Brand yourself! (or others will do it for you!)

Now more than ever, you need a personal brand.
More and more, our world is becoming automatic, transactional, and impersonal. In business, a human founder’s name on the door now yields to Acme, Initech, and Globex. Too many company brands look and sound like carbon copies of one another. It’s as if AI wrote their boilerplate vision, mission and values statements. What does that mean for those of you looking to advance your careers? Generic company brands–no matter how big and successful the enterprise–foster impersonal and generic perceptions of employees like you. When you join these companies, or try to rise up the ranks, management reduces you to a functional title shared by a herd of others: Director, Specialist, Analyst, Vice President, and so on. In reality, these corporations are branding you, and not to your benefit.

Now, job titles are necessary, of course. But here’s my real point: are you stuck in a job because your supervisor still thinks you are the same person he/she hired four years ago? Do you long to make a leap to another company or industry, but want to avoid the same trap once again? It’s time to play offense. Work with a branding expert to forge a unique personal brand–an aspirational self that stays true to who you are, yet dials up what makes you special.

What is personal branding?
Personal branding is a strategic synthesis of your learned skills, natural talents and distinctive personality, that optimizes your image and helps people realize the unique value you bring to any situation. In short, it’s designed to positively change the way people see you.
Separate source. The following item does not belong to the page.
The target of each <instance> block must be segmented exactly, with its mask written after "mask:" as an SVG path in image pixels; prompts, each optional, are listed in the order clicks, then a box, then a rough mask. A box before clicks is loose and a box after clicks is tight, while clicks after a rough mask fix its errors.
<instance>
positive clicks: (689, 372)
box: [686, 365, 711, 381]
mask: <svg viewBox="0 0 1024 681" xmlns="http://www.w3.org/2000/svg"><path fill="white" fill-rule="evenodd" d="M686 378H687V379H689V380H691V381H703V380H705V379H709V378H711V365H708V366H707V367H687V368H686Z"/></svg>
For example: let’s say that management thinks you’re an Account Director (AD). [Insert your job title here]. They like you. Also, your company has 12 other ADs. You’re in a good place, but you’ve been at this job for two years, and occasionally ask yourself if you could do better. You want to advance to a position for which you believe you’re best qualified. You’re not sure exactly what your ultimate career goal will be, so you think one move at a time. Promotion to promotion to promotion, with perhaps a jump to another company somewhere in the middle. A Senior Account Director job opens in your current organization. The salary is 25% more than you are making, and it’s a supervisory position over two junior ADs. Like you, a few of your AD colleagues vie for the spot. Maybe your plan is to stroll into your boss’s office and mention that you’re interested. Chances are, your AD colleagues do the same. Management ends up hiring one of the 200 candidates who applied to the job posting on LinkedIn. Huh? What just happened? If you ask why you didn’t get the promotion, they may respond with: “you have no supervisory experience,” or “it’s more responsibility than you are able to handle at this time.” You’ve just been branded. No matter how proud you are about your abilities and potential, you are what others think about you. In this case–as I wrote before–they think you’re a smart, reliable Account Director. That sounded good at the time. Now you realize how much better it should be.

A personal brand strategy can effectively inform your behaviors and actions to accelerate your success.


Is it right for me?

The idea of a personal branding project conjures a lengthy, expensive initiative only afforded by companies, products and services in the commercial market. Not true. While the strategic process is exactly the same for building commercial brands, the cost and duration are more in line with the budgets and busy schedules of students, careerists and entrepreneurs. Personal branding is an investment that pays off quickly, and builds equity over the long term. The strategy process has three basic steps:
     1. A disciplined audit of your abilities, character assets, and personality from the perspectives of you and others who know you.
     2. A strategy session that outlines your ambitions and goals, and most importantly, profiles the personalities and values of those you must engage en           route to your goals.
     3. A working session that forges your personal brand strategy using the elements generated in the first two steps.

Case study: Branding a successful healthcare influencer
I had the pleasure of working with Dr. Jennifer Caudle (drjencaudle.com) on her personal brand. She’s a board-certified osteopathic physician practicing in family medicine–just like 150,000 other U.S. professionals with such credentials. However, Dr. Jen wanted to be something special: a trusted medical media personality with a following. She sought a personal brand to transform from a successful doctor to an authority on everyday health and wellness topics. Using the personal branding process outlined above, you can now see her in action on TV, online and other media (Google her). We even gave her a personal tagline: America’s Family Doctor. Top left is the personal brand strategy plan we developed, that guided her actions and behavior in pursuit of her ambitions. 

Be more than just a job title
Instead of living with an image and reputation that’s good enough to get in the game, why not be a superstar? When people meet you, or work with you, or tune into your social media, let everyone know that you’re not just a Computer Network Specialist that keeps the system running smoothly, you’re a guardian of the corporate galaxy. Break out of being one of 10 Customer Service Representatives. You’re the chief satisfaction officer. And stop settling for generic brand status. Be an indispensable asset, or a tough problem-solver, or a talent magnet, or a big-idea machine. Brand yourself before others do it for you.